Back in the life as a corporate consultant and occasional (too-seldom) lecturer, Perry W. Buffington and I got some good mileage out of our observation that, were you in need of delicate brain surgery, you’d probably cross off your list of potential surgeons the guy who had a copy of The One-Minute Brain Surgeon on his desk. You wouldn’t trust your future to anyone who displayed The One-Minute Financial Planner.
Why in the world would you be ecstatic when your boss read a copy of The One-Minute Manager?”
My recollection is that the first time I actually heard Buff use the line, he got an immediate standing ovation from the very large assembly of workers and middle managers (hey, he’s good — audiences really like his stuff). Someone whose study of their profession is limited to one-minute bon mots, should be regarded with great skepticism, or perhaps be ignored completely, no matter how bon the mots. One-Minute [insert your profession here] makes a catchy title, and may even carry some good value in new ideas and good ideas reduced to readable length. Ken Blanchard, the lead author of the One-Minute Manager series, did not intend his book to be the only text anyone used on a path to an MBA. It’s frosting, it’s not the cake. It’s quip, not quote, not prose. Remember that.
One-minute experts do not exist. (Some experts may refresh themselves with one-minute reviews of material — but you won’t take pharmaceuticals from the “One-Minute Pharmacist,” if you’re wise.)
Now comes Coyote Blog with a post, “The 60-second Climate Skeptic.”
One minute climate expert? No. That dog won’t hunt.
And here’s why, in 20 seconds: Our concern for global warming is not produced by charts that show rising temperatures, but by two centuries of observations that natural plants and animals, and ice and weather, show effects from climate warming, and the thermometer measurements confirm that the planet is warming. The Earth still warms, regardless what any chart says.

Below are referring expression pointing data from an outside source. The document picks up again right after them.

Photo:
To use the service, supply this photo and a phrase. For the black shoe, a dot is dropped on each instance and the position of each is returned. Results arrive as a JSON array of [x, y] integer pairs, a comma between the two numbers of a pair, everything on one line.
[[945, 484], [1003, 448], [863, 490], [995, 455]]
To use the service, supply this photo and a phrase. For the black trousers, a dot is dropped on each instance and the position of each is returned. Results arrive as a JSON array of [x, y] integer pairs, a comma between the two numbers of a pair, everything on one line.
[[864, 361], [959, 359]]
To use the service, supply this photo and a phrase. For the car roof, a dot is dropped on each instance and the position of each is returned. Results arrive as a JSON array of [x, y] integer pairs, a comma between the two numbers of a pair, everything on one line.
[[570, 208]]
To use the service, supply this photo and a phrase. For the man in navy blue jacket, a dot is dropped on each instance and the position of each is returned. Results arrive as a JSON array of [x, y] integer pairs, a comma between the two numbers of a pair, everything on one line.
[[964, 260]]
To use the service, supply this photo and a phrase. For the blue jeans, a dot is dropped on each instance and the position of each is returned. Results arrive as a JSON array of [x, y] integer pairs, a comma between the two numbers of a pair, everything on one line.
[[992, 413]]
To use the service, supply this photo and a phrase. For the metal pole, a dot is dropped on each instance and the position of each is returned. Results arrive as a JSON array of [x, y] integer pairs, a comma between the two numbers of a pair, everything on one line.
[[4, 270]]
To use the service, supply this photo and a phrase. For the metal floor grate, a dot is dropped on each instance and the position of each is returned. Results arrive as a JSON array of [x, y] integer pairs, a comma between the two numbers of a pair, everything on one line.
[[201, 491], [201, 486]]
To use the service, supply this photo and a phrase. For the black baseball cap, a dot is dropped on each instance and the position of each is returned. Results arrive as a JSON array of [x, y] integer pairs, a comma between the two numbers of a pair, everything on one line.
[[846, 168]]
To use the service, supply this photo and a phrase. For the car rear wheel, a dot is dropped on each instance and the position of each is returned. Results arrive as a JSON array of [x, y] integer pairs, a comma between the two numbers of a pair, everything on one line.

Here’s the 60 second explanation for the 20-second rebuttal. Coyote blog makes eight statements or observations, all of them based on the science of carbon dioxide, a science which the author himself appears not to have mastered (he argues that additional carbon dioxide molecules in the atmosphere are immune from absorbing energy, if there are a lot of carbon dioxide molecules already present, apparently due to some magic mechanism he never mentions)
For 200 years scientists have measured carbon dioxide in the atmosphere — since at least 1960, with special concern for getting the measurements done accurately and right, because our industrial cultures dump a lot of CO2 waste into the air and any scientist understands that wastes cannot be absorbed without effect forever. (Newton, Coyote. You’ve heard of Newton?) These measurements show increasing CO2.
Separately, botanists, zoologists, other biologists and especially those practicing ecology observed that plants and animals migrate north in the Northern Hemisphere, and south in the Southern Hemisphere, plus up mountain slopes where mountains exist, as if climate were warming, and it this warming were changing their climates, and hence, their habitat.
Beginning about 1965, atmospheric scientists have discussed what might be causing this warming. At great length, after having eliminated every other known explanation (in true science and Sherlock Holmes fashion), CO2 is left as the likely culprit, the one changing thing that best explains the rise in global temperatures well past the time that paleoclimatologists rather expected a turn toward the cooler.
In short, the charts are used to try to explain the actual observations and measurements, and no matter how badly those charts may have been botched, the plants and animals have really moved, and the measured temperatures have really risen.
Coyote Blog tries to explain away reality as a figment of a scientist’s imagination. But the Earth is still here. As Galileo is reputed to have observed, regardless your religious views on heliocentricity, the Earth, she still moves. Similarly, regardless one’s views on the dastardliness of scientists who carp in e-mails about unfair attacks on them, regardless how badly one misunderstands CO2 chemistry, regardless any errors in creating charts for a UN agency, the Earth, she still warms.
Coyote Blog fails to discuss any of the effects or observations which lead to the charts on CO2.
“One-minute climate skeptics” can make a great contribution to science: They are models of the Dunning-Kruger effect, and may be studied to understand that science.